The evidence comes from boat houses in Herculaneum, a seaside resort town for wealthy Romans about 11 miles from Pompeii. In the 1980s and 1990s, archaeologists began uncovering the remains of several hundred people who had huddled in the shelters at the water’s edge to wait out the eruption. For hours the volcano, which had not erupted for hundreds of years, shot ash and chunks of pumice into the air, causing many people to evacuate or to seek shelter in solid structures. But it appears that a flow of superheated gas rolled down the mountainside at hundreds of miles per hour and blindsided the people in the waterfront chambers.

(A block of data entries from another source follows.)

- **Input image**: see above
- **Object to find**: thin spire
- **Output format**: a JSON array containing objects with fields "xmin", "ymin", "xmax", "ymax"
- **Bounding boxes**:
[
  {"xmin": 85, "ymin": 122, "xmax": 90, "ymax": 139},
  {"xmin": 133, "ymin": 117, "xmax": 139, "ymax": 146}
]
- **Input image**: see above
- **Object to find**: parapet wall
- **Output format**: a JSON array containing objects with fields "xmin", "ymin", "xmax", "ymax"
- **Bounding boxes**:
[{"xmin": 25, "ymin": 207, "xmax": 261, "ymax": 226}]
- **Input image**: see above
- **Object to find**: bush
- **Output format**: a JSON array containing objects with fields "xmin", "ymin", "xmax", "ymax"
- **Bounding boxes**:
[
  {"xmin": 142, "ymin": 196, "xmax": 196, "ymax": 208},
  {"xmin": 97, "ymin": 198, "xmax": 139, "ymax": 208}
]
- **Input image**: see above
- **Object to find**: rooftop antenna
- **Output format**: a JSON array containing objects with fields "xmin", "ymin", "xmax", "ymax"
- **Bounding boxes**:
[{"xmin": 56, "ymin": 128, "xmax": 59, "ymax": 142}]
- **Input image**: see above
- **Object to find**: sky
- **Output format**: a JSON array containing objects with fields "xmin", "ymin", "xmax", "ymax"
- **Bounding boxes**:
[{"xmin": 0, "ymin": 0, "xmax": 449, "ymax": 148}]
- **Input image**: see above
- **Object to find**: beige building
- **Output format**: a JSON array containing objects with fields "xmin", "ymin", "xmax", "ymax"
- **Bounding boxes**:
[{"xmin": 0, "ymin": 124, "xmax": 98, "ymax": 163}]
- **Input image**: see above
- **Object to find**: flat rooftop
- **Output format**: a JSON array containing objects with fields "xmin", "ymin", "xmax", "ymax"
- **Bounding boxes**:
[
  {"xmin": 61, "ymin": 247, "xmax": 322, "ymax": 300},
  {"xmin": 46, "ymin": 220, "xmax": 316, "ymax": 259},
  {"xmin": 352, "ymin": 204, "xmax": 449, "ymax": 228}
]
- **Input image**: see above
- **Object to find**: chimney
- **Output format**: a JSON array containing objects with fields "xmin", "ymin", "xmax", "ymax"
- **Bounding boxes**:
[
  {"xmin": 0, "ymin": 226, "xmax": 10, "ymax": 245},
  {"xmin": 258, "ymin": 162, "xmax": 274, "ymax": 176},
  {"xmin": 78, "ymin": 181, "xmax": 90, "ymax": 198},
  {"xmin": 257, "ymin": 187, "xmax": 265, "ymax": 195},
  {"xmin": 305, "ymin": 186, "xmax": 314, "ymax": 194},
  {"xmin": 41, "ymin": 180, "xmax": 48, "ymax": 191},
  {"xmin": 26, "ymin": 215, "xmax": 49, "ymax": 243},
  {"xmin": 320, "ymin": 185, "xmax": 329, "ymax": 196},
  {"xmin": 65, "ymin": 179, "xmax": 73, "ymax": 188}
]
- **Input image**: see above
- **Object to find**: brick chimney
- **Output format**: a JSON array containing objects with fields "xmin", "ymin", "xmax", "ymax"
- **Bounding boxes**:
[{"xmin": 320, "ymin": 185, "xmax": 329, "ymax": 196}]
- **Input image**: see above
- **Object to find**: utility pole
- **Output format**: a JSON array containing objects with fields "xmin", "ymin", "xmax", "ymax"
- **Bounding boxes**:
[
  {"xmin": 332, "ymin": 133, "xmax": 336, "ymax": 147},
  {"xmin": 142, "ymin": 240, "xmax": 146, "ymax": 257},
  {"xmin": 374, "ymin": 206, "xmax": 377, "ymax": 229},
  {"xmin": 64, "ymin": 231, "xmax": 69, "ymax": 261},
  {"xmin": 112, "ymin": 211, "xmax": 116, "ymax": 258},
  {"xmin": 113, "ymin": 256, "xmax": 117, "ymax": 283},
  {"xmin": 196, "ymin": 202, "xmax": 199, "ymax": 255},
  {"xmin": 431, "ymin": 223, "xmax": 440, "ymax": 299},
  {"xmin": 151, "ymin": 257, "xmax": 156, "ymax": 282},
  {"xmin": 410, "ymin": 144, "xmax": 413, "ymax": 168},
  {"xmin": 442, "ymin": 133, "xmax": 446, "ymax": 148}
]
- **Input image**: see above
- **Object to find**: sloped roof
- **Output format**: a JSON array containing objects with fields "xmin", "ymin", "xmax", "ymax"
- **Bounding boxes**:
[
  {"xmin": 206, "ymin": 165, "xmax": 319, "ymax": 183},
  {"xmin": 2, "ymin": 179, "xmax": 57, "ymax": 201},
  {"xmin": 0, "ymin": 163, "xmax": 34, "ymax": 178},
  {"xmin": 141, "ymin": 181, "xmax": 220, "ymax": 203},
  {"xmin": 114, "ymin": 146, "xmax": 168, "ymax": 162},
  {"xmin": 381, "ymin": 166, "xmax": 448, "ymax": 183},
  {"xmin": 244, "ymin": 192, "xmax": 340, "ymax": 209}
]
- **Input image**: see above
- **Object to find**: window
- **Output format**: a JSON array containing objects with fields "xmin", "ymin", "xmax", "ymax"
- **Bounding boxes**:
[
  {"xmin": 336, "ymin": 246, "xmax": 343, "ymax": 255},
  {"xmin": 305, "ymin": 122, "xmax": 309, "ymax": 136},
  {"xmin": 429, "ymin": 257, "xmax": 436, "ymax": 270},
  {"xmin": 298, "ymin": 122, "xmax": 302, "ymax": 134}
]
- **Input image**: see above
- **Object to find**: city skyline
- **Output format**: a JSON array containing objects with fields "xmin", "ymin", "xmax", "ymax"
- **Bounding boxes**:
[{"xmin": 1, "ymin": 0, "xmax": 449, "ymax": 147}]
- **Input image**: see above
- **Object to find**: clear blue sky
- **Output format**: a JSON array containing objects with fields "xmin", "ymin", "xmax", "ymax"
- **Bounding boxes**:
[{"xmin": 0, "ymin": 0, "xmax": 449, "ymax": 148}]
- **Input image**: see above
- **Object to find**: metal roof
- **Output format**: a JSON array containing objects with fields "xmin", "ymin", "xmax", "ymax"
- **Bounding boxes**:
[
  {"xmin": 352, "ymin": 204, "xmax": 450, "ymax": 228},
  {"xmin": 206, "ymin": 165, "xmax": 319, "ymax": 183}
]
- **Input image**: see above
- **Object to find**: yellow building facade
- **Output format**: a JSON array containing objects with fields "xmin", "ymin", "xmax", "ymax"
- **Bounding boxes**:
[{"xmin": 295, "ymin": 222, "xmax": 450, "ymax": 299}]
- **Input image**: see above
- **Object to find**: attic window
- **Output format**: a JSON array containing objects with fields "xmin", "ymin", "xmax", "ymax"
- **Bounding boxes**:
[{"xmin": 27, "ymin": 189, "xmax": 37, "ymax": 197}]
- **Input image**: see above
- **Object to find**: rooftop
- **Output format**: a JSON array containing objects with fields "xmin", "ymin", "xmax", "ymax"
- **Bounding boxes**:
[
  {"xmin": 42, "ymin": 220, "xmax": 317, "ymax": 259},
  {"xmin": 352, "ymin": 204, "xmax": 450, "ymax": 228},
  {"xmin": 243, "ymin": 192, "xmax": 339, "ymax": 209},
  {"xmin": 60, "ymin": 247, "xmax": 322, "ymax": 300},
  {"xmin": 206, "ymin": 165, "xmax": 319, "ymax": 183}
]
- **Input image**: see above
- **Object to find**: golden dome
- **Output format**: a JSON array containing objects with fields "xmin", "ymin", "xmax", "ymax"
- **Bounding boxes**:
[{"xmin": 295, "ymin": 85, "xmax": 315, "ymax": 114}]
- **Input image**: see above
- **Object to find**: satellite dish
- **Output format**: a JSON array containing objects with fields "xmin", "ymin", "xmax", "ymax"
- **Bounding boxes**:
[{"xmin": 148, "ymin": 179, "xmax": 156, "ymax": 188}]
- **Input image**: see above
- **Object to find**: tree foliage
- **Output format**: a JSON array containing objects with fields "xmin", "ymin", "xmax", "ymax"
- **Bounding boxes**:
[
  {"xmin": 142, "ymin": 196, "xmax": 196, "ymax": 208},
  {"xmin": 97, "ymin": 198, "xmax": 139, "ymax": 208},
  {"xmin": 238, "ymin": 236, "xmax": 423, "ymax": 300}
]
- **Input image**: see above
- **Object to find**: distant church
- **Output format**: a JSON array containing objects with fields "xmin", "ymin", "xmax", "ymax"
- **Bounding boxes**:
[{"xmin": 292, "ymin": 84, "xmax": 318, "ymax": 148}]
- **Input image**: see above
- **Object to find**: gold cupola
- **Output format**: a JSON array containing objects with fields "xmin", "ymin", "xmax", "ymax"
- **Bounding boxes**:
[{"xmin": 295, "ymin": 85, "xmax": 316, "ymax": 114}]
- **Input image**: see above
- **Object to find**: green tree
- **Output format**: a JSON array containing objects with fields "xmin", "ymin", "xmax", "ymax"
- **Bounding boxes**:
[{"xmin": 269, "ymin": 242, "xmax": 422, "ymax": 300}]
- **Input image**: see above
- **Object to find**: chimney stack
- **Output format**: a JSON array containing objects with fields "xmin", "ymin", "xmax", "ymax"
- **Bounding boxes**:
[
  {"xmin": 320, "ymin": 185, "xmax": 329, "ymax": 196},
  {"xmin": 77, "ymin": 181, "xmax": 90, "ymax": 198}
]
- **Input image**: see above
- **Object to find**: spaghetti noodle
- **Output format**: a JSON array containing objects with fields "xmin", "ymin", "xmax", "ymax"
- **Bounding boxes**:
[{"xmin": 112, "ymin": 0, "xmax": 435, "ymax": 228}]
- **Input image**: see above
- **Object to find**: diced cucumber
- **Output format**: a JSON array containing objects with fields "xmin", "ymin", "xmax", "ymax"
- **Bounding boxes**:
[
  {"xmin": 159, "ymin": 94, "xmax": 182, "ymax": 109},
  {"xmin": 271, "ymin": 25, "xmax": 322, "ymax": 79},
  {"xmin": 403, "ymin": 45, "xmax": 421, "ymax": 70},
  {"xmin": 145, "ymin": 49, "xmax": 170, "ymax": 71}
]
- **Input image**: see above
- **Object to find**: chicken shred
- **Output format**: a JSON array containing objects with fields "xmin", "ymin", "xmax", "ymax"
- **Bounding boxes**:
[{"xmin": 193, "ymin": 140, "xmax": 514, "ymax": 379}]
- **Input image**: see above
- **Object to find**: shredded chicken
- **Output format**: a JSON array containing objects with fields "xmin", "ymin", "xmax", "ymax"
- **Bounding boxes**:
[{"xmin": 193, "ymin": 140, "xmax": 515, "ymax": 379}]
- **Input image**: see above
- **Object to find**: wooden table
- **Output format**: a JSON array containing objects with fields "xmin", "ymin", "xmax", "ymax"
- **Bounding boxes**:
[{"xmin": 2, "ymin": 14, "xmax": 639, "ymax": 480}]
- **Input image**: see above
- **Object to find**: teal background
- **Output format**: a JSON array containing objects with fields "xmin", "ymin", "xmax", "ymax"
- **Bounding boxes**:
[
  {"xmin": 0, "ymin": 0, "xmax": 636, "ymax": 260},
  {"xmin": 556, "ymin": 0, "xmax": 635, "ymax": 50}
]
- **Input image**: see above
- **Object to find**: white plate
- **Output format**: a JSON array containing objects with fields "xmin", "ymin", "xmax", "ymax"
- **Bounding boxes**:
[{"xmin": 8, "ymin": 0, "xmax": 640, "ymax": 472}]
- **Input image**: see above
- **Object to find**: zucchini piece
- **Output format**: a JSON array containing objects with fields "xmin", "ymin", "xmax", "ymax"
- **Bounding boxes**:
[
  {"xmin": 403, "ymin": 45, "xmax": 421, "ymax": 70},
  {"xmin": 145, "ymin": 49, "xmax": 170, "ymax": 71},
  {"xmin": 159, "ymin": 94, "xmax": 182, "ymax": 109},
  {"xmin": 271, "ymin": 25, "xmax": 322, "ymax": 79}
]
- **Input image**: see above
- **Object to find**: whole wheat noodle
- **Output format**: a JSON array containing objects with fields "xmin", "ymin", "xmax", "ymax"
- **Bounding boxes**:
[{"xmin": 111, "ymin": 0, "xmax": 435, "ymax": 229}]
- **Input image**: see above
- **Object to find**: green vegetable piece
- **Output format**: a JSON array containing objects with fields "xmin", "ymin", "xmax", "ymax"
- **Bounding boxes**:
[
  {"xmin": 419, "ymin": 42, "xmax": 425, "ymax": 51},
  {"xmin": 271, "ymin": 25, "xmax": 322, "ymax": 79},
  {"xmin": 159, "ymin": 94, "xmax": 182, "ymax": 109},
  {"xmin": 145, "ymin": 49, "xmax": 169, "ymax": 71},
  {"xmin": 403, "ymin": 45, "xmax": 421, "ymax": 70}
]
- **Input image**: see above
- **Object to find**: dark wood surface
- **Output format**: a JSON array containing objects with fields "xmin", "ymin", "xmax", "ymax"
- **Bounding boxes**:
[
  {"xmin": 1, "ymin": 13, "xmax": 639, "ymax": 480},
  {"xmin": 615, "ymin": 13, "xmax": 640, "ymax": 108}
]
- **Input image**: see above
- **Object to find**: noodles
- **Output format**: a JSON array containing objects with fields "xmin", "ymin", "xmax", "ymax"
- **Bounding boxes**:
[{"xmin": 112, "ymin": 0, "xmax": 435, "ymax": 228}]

The new study presents more evidence that the boat house victims were killed by heat, not suffocating ash fall, after examining 100 samples of bones and skulls using special types of spectrometry that can detect very low concentrations of minerals. The team looked at strange red and black residues found on the bones, determining that they had unusually high concentrations of iron. Those types of concentrations occur in two types of situations: when metal objects are subjected to high heat, and when blood is boiled away.
The skulls of the victims also showed signs they were subjected to high heat. In particular, many of the skull-caps showed signs that they had exploded outward and also had residue on them. It’s believed that the 400 to 900 degree heat boiled the fluid in the victims’ heads causing their skulls to explode and instantly turning their brains to lumps of ash.
Though the death is pretty gruesome, it was probably mercifully quick. Since the residents of Herculaneum were closer to the mountain than people in Pompeii, the heat was more intense. Previous studies show that people in Pompeii likely also died of “heat shock.” Because these victims were farther away, the heat was only 200 to 250 degrees, and they did not sustain the same types of injuries as those in Herculeneaum. Many of the ash-corpses in Pompeii are curled into what archaeologists call the “pugilist” position, likely because the heat caused their muscle fibers to contract. In Herculeneaum, however, the bodies seem more naturalistic, likely because the intense heat turned their muscle to ash before they had time to curl up.
This new work highlights one of the overlooked dangers of volcanoes. While many people focus on the clouds of ash and slow-rolling lava, the real damage comes from the pyroclastic flows of gas and ash unleashed by an eruption. It’s estimated that Vesuvius’s 79 A.D. eruption was 100,000 times more powerful than the atomic bombs dropped on Japan at the end of World War II.
That’s pretty frightening if you consider that modern-day Naples, a city of 3 million people, lies about 8 miles from Vesuvius, which tends to erupt every 2,000 years or so. You do the math.